If you need advice, contact your local cleaning contractor or your District Council plumbing and drainage inspector.
Aerated Wastewater Treatment Systems (AWTS) and other mechanical treatment systems
All AWTS and other mechanical treatment systems require regular service and maintenance checks by a suitably qualified person to ensure the system continues to work properly. The manufacturer of the system, or their authorised agent, will have a service and maintenance contract that must be entered into when the system is installed. This service and maintenance contract should also cover the disposal system, especially if it is a dripper irrigation line system. A well maintained and operating system will help reduce the build up of slime within the irrigation lines and drippers, thereby reducing the risk of the drippers becoming clogged. There will be an annual fee associated with this maintenance contract.
Sludge will accumulate in the various parts of a system and should be pumped out regularly in accordance with the recommendations of the system’s manufacturer.
Planted disposal areas
If you have an evapo-transpiration seepage system or a planted irrigation line disposal area, then the plants should be well looked after to ensure that they do their job to maximum effect.

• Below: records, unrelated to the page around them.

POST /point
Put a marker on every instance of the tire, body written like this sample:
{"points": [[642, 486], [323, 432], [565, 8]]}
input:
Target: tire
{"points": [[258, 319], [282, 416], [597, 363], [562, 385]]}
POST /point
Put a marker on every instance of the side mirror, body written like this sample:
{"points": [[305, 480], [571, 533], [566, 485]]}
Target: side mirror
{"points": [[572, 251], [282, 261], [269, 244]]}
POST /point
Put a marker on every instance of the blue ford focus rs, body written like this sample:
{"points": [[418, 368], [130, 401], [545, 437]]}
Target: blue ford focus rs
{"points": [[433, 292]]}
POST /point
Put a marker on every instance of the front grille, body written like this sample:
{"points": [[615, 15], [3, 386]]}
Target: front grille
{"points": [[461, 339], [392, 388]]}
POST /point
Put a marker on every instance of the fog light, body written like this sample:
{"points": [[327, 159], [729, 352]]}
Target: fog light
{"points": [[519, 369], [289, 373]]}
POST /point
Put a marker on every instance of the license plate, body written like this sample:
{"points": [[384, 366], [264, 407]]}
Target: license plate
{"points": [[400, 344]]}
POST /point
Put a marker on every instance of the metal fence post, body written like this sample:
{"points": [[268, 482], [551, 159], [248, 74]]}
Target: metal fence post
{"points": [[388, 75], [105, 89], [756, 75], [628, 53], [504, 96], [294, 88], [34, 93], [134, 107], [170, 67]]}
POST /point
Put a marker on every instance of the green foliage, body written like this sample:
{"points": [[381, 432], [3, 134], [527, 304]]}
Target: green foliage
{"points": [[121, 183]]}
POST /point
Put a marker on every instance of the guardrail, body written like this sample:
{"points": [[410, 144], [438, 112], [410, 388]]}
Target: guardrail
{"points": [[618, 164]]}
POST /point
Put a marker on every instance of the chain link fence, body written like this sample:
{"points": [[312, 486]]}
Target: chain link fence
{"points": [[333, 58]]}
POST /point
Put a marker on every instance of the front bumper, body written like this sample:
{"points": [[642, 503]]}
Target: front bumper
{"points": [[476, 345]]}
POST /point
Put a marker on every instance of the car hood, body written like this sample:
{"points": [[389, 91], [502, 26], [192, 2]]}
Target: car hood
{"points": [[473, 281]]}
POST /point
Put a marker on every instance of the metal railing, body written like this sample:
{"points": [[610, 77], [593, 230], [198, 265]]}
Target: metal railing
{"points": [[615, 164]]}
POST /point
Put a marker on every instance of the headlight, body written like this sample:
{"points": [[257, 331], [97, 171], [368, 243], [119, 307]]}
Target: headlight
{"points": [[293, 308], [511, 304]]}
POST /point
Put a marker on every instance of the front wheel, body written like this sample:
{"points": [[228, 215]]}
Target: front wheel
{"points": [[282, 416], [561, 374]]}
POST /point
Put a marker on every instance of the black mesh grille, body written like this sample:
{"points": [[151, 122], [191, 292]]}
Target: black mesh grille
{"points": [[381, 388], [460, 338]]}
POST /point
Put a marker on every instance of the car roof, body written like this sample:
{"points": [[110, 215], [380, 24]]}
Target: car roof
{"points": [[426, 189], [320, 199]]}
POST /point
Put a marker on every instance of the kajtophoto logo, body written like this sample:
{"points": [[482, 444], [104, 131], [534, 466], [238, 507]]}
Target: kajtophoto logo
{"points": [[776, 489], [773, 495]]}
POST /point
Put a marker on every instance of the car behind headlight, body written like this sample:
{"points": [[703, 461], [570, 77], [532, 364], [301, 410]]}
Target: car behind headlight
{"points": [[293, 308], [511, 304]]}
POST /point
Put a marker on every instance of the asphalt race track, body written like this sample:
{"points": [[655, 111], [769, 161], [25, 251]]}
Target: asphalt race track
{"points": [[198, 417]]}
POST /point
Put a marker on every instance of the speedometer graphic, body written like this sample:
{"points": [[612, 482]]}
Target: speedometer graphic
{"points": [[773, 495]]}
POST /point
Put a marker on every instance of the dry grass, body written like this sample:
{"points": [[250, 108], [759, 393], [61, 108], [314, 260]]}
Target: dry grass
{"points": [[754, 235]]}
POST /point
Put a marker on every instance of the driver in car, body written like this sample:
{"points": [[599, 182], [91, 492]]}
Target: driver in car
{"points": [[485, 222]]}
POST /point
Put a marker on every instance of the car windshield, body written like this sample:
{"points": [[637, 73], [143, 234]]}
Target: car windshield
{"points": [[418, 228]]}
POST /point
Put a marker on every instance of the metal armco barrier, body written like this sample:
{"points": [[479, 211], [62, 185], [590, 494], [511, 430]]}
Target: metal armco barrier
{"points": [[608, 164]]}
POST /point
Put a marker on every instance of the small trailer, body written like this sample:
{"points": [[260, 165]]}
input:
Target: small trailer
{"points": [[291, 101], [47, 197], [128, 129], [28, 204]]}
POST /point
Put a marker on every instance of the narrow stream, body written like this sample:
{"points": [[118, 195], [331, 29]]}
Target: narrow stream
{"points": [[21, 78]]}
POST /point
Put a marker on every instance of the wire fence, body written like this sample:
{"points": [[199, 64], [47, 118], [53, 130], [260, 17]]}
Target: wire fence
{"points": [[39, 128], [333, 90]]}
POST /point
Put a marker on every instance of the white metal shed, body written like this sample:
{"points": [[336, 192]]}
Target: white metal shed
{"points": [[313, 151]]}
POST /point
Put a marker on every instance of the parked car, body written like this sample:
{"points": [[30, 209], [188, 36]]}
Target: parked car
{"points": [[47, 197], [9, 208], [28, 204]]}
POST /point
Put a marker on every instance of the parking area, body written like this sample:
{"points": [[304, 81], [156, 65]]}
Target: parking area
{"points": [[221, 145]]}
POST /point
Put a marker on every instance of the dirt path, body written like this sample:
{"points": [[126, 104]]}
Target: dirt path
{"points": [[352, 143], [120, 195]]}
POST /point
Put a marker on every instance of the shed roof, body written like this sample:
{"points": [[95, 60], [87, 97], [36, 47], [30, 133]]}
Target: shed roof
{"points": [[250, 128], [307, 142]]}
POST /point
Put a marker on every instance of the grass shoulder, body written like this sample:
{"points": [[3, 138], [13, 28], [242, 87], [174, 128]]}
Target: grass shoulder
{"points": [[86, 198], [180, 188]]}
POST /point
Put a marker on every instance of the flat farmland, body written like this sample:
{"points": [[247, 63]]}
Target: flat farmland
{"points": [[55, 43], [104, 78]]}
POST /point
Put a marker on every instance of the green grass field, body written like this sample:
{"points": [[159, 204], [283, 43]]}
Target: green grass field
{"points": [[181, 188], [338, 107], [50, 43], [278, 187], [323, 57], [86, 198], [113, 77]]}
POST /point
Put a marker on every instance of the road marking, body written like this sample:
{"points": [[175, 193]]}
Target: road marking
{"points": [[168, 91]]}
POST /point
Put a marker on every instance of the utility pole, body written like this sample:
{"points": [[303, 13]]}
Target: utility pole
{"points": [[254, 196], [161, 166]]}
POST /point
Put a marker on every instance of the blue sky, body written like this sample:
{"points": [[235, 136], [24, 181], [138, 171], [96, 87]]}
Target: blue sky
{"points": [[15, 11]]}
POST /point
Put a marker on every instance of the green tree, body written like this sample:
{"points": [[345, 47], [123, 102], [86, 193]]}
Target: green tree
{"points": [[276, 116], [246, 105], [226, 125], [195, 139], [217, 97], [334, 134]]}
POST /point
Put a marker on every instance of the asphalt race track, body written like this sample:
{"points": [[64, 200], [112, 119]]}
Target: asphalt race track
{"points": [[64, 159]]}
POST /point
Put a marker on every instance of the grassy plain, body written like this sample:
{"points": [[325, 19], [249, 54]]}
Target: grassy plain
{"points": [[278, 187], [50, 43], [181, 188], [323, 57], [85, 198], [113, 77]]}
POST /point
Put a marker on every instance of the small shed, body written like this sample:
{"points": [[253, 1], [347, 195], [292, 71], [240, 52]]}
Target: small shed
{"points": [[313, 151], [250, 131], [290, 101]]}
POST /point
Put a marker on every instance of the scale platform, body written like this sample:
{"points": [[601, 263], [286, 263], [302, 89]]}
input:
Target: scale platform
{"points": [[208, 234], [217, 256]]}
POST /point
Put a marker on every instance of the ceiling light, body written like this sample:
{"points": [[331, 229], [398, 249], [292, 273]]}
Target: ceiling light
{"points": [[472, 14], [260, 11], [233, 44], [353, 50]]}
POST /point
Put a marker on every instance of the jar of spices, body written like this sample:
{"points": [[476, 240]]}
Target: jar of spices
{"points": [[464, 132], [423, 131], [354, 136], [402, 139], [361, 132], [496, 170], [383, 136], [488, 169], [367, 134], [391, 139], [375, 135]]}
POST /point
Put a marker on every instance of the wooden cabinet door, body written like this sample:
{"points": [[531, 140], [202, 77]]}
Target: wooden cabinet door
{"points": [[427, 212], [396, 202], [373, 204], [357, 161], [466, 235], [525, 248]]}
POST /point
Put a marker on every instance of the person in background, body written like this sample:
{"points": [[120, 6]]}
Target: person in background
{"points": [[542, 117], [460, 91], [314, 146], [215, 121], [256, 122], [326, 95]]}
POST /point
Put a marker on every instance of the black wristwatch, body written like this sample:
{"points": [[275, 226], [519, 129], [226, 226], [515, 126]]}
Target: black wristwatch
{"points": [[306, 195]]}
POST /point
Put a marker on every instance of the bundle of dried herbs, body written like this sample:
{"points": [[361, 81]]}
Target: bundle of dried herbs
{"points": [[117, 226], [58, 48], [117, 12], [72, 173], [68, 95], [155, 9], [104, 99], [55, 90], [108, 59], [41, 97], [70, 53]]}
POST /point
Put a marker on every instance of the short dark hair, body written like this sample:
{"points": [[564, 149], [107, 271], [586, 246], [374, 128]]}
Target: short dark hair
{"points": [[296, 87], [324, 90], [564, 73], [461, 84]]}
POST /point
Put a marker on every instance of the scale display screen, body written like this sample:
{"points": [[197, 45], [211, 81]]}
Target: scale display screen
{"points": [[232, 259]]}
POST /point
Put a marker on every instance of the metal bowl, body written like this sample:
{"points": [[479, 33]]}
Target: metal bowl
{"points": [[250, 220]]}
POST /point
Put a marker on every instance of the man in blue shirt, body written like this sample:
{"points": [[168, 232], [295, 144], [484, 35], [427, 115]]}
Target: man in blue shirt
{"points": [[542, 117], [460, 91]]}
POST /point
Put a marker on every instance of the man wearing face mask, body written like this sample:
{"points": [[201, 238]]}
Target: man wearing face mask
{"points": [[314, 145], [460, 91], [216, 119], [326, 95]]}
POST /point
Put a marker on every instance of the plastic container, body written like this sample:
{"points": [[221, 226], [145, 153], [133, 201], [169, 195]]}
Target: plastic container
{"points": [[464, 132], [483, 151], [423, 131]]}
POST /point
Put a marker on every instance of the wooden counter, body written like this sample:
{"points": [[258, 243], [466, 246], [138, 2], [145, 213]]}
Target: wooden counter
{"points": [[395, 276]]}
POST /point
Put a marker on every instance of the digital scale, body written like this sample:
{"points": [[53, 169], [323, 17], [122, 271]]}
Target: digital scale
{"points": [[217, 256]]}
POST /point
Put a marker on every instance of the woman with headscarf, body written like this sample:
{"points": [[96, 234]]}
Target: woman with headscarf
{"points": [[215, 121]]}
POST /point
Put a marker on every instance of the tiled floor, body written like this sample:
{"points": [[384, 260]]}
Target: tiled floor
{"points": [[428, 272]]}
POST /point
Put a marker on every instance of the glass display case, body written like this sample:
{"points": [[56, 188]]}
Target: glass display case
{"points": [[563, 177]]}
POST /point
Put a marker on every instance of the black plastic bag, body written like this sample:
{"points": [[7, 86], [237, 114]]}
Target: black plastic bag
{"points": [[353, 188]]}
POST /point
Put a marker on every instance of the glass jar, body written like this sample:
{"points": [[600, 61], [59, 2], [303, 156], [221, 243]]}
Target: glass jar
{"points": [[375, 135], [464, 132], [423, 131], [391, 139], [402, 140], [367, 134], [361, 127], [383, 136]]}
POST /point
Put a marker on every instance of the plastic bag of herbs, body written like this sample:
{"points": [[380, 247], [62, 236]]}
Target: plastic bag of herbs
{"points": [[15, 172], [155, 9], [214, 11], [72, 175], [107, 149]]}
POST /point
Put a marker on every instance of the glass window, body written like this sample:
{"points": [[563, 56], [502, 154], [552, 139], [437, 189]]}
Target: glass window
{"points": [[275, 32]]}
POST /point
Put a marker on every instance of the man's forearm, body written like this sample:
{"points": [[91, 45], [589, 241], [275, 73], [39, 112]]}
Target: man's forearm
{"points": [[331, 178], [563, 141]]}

Maintenance should include replanting and pruning of plants to promote healthy growth.
Distribution box and alternating soakage trenches or beds
Every time you check your septic tank, you should also check your distribution box to make sure all outlet pipes are at the same level and there are no obstructions, such as algal growth. For ease of maintenance, distribution boxes must be accessible and not covered over.
If your disposal soakage trench or bed system has a distribution box that allows you to manually divert effluent from one trench/bed to another, then the trenches in use should be rested at least every three to six months. Alternatively, in some areas – particularly with poor soils – it is recommended that you use all the trenches/beds during the winter months and then rest some trenches/beds during the summer months. Alternating the trenches/beds in use is normally done by adjusting a baffle or valve in the distribution box.
Surface water cut-off drains
If your disposal system is located on a slope, a surface water cut-off drain will usually be installed above the effluent disposal system to prevent stormwater runoff from the slope entering the disposal area. All surface water cut-off drains need to be maintained to make sure they work properly. This may include removing excess grass or plant growth from the drains and making sure there are no other obstructions to prevent the free flow of water.
Prior to winter, it is a good idea to give all surface water cut-off drains a quick visual check and to carry out any required maintenance as soon as possible. If a surface water cut-off drain is not working properly, the excess stormwater entering the disposal area will cause failure of the disposal system and result in effluent flowing down the slope.